Philippe Delerm en 5 mots: « Cette vie virtuelle m’inquiète »

Avec L’extase du selfie et autres gestes qui nous disent, l’auteur français continue de scruter l’épiderme de notre quotidien à travers l’anodin, qui en dit long sur le genre humain.

Outsider

« Paresseux, glandeur et contemplatif », Philippe Delerm s’observe lui-même et ses semblables. Il n’a ni ordinateur, ni Internet. Son « téléphone pourri » tranche avec cette ère « où le smartphone est obsédant » – « Cette vie virtuelle m’inquiète. » Il la scrute si justement dans ce recueil, décrivant le vapoteur ou le selfie. « Comment jouer à la star avec mon nez gascon, plaisante-t-il. Cette obsession traduit une insécurité. » Philippe assume sa nostalgie: « Mon passé me fait aimer mon présent. »

Enfant

D’une sincérité touchante, Philippe Delerm se voit comme « un enfant-tombeau ». Sa soeur aînée a été tuée par un bombardement durant la guerre 40-45. Né en 1950, il a « rendu le goût de la vie à [sa] mère. L’écriture vient de là ». Institutrice, elle lui apprend à devenir « un gaucher contrarié ». Ce grand lecteur, guère doué en rédactions, voulait être chanteur. Il s’oriente finalement vers une licence de lettres et devient prof. Ce métier adoré lui a permis de « demeurer un éternel enfant ».

Écrire

Son premier geste au réveil? Ouvrir les volets -« Je suis du matin, du dehors… » L’auteur a ses rituels.
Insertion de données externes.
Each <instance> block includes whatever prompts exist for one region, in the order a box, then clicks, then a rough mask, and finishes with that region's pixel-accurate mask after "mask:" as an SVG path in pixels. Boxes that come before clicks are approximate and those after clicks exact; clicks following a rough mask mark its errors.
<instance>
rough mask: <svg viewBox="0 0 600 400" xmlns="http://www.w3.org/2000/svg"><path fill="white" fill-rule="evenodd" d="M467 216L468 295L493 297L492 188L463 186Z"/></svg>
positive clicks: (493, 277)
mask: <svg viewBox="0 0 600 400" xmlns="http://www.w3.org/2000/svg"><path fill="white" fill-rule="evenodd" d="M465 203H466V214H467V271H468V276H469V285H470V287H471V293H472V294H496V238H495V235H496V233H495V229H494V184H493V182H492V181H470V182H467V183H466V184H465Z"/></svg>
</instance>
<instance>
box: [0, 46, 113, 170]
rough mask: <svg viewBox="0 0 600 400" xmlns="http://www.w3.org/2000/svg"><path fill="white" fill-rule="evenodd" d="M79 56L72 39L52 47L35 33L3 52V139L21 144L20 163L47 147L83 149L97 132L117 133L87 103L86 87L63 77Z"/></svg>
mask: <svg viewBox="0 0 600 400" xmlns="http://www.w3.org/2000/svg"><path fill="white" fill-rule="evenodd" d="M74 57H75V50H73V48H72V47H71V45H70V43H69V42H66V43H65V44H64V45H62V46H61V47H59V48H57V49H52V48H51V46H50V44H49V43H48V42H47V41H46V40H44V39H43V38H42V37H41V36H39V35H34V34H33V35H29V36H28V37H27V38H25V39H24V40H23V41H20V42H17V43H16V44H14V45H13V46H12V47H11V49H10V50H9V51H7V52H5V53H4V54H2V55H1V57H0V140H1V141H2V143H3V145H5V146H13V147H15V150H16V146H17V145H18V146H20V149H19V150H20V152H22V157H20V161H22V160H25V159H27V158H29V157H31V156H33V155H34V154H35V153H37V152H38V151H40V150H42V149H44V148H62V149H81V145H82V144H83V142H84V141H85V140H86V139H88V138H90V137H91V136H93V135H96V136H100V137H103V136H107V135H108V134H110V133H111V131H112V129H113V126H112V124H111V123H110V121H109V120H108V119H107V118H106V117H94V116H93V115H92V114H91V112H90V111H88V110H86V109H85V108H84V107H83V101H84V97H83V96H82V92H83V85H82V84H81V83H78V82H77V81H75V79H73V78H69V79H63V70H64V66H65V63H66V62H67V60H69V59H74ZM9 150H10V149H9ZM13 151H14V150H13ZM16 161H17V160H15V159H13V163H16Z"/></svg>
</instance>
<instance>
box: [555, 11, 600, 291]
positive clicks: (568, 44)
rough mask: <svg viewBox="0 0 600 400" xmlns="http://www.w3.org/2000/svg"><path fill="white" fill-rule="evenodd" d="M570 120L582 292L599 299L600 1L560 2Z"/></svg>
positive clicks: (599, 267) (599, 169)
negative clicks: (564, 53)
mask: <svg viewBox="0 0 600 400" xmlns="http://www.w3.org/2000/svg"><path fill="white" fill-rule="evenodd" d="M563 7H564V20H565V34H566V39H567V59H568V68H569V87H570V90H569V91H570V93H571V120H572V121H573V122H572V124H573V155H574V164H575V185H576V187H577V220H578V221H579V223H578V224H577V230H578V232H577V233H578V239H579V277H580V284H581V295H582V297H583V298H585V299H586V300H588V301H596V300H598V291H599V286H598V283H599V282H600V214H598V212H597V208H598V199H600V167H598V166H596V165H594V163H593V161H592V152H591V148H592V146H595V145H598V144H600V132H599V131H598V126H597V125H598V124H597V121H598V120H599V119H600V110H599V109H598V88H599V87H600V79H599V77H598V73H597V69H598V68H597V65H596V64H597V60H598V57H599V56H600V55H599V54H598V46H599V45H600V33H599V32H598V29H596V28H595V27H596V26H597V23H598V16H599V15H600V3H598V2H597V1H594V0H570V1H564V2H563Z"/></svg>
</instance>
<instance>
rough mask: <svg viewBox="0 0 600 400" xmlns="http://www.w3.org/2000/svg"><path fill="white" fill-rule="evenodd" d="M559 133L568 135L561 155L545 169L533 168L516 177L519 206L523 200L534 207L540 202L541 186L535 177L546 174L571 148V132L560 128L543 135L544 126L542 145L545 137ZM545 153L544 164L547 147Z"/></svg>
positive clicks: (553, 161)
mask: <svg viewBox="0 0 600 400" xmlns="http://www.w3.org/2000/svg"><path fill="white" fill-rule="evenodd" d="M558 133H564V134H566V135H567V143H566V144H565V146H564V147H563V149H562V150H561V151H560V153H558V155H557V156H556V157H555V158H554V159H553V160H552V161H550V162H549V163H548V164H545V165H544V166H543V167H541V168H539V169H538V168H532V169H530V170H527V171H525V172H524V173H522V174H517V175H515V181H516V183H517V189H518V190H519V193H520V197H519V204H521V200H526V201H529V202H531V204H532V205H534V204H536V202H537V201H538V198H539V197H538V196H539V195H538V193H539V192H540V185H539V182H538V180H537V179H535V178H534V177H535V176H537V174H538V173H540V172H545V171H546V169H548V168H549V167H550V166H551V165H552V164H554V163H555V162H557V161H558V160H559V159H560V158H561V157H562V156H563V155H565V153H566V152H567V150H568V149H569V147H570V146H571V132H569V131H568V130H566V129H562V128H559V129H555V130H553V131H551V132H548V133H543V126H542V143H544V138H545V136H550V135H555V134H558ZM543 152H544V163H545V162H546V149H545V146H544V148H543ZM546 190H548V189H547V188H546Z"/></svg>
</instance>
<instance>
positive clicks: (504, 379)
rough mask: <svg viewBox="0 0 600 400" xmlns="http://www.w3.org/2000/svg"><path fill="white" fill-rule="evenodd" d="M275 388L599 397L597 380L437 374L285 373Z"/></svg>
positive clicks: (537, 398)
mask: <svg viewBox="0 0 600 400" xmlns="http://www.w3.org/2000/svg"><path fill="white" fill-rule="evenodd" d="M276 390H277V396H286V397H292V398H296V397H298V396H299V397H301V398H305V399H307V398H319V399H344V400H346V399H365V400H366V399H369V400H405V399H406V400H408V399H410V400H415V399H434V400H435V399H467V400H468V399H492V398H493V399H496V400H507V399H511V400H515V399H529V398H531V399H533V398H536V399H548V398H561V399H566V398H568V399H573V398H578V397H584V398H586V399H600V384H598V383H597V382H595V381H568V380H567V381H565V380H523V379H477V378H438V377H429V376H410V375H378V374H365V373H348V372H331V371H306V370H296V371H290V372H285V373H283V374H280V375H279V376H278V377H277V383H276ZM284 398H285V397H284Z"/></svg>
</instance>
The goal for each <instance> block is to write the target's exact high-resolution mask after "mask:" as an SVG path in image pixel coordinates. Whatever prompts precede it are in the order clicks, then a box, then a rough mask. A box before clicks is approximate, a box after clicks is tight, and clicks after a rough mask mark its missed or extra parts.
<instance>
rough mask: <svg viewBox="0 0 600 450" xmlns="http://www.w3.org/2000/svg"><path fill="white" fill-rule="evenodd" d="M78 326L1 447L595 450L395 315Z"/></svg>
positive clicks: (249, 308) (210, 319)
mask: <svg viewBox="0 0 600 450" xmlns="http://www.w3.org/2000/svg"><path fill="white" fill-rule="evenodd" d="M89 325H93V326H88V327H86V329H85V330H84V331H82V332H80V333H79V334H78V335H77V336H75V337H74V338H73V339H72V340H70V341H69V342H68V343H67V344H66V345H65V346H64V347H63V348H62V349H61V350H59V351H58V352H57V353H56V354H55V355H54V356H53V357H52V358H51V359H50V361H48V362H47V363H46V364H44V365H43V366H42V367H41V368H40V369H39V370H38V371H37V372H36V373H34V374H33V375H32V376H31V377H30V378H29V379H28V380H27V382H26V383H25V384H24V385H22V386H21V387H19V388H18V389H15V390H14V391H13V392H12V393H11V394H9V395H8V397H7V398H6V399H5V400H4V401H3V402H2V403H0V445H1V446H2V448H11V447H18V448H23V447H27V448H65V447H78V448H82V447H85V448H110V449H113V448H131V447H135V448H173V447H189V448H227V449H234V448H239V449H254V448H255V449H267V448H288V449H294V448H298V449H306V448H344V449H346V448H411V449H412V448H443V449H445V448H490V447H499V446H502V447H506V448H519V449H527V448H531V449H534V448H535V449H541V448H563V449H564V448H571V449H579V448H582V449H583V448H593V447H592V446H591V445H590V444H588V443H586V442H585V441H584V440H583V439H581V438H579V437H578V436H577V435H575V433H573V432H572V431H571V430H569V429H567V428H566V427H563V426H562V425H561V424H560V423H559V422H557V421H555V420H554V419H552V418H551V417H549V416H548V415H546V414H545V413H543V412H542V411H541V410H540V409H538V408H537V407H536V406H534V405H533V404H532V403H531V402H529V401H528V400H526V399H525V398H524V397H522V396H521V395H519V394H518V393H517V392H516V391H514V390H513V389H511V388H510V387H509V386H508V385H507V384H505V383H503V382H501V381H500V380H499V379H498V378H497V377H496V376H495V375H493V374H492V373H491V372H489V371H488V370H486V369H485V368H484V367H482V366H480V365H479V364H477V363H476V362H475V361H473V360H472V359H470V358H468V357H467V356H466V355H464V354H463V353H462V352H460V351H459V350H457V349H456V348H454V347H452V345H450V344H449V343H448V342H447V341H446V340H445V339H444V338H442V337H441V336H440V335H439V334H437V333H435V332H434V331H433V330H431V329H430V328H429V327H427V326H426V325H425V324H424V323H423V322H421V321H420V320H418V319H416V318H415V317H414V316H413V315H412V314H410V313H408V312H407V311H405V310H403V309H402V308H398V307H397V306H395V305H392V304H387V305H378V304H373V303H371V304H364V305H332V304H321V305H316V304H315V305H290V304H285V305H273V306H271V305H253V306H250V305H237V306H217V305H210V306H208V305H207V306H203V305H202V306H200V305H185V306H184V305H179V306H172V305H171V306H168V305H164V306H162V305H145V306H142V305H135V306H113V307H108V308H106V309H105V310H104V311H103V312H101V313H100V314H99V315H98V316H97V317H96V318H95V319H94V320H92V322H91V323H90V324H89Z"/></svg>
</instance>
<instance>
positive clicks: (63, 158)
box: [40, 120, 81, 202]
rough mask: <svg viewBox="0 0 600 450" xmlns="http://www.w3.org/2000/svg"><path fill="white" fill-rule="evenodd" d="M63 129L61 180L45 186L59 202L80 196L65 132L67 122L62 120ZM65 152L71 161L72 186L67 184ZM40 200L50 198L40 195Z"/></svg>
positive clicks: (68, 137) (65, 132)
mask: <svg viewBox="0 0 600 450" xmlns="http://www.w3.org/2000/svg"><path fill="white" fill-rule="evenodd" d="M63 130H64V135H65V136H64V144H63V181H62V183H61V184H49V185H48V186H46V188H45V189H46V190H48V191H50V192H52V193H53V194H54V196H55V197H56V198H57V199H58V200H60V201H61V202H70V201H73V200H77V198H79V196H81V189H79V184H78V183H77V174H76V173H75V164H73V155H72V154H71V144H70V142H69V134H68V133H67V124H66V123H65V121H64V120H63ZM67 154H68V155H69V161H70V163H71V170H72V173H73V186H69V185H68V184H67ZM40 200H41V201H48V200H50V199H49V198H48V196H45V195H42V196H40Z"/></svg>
Il écrit lentement, entre 5h30 et 7 heures. Il a des cahiers pour chaque projet. Derrière l’apparente simplicité, se cache un travail ciselé au côté « tendre et moqueur »: « J’ai un rapport sensuel à l’écriture. Mon sujet? La vie et l’éternel humain. On s’invente en écrivant. »

Famille

C’est sacré. Martine « lit tout ce que j’écris. Son regard exigeant m’a changé. C’est la première jolie fille que j’ai abordée à la fac, en 1969. » Un amour de cinquante ans qui se prolonge avec « ce que j’ai créé de mieux », Vincent Delerm. « Nous avons vécu quelque chose de fort à trois. Mon fils m’a donné envie de croire en l’enfance. » Son prochain album « m’a étonné par sa singularité. »

Temps

L’écrivain ressent « une accélération vertigineuse ». Or, il n’oublie pas ses années de galère, quand ses manuscrits étaient refusés. « Le succès de La première gorgée de bière est venu à 47 ans. Le feel-good, l’extase, la zénitude et la sagesse, ce n’est pas mon truc. Je préfère le trouble, l’inquiétude et le bonheur. Enfants, on s’est tous baignés dans une rivière. Or, moi, je suis resté mouillé! »

L’extase du selfie et autres gestes qui nous disent, par Philippe Delerm, Seuil, 111 pages.